The problem
Every AI tool that talks to MCP servers (Claude, Cursor, etc.)
connects directly — no auth, no rate limiting, no observability.
You have no idea what's hitting your servers or how often.
What I built
MCP Gateway sits in front of all your MCP servers and handles:
- Routing — /mcp/server-name/* proxies to the right backend
- Auth — per-server API keys encrypted AES-256-GCM in memory
- Rate limiting — token bucket per client, 429 + Retry-After
- Logging — SQLite log of every request with latency + status
- Usage tracking — token counts from Anthropic/OpenAI responses
- CLI — mcpgw server add/list/remove, mcpgw logs show, mcpgw stats
Quickstart
MCPGW_MASTER_SECRET=your-secret docker compose up --build
Stack
Rust, Axum, SQLite (rusqlite), DashMap, AES-GCM
Top comments (1)
This is a great systems-level project—building a self-hosted reverse proxy for MCP servers in Rust immediately signals a strong focus on performance and control.
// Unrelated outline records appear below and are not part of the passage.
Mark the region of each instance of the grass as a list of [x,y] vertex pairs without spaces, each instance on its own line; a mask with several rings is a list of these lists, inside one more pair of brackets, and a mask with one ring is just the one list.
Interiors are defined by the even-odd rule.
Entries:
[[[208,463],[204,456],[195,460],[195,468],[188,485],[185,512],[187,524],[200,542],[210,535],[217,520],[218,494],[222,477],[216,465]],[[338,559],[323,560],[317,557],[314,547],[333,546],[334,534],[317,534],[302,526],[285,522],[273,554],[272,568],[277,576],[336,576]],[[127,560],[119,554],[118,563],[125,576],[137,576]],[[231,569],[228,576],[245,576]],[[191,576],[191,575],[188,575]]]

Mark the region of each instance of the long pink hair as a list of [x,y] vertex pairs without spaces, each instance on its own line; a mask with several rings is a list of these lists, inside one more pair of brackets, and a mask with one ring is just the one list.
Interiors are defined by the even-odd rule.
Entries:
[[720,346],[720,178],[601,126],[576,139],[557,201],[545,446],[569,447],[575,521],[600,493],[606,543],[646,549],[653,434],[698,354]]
I like the architectural direction here, especially the idea of centralizing routing, auth, and observability instead of pushing those concerns into individual services. Rust feels like a solid choice given the need for low-latency request handling and safety in concurrent workloads. One thing I’d be curious about is how you handle dynamic service discovery and hot reloads without downtime. Also interesting to see how this scales when multiple MCP servers have different protocol or latency characteristics.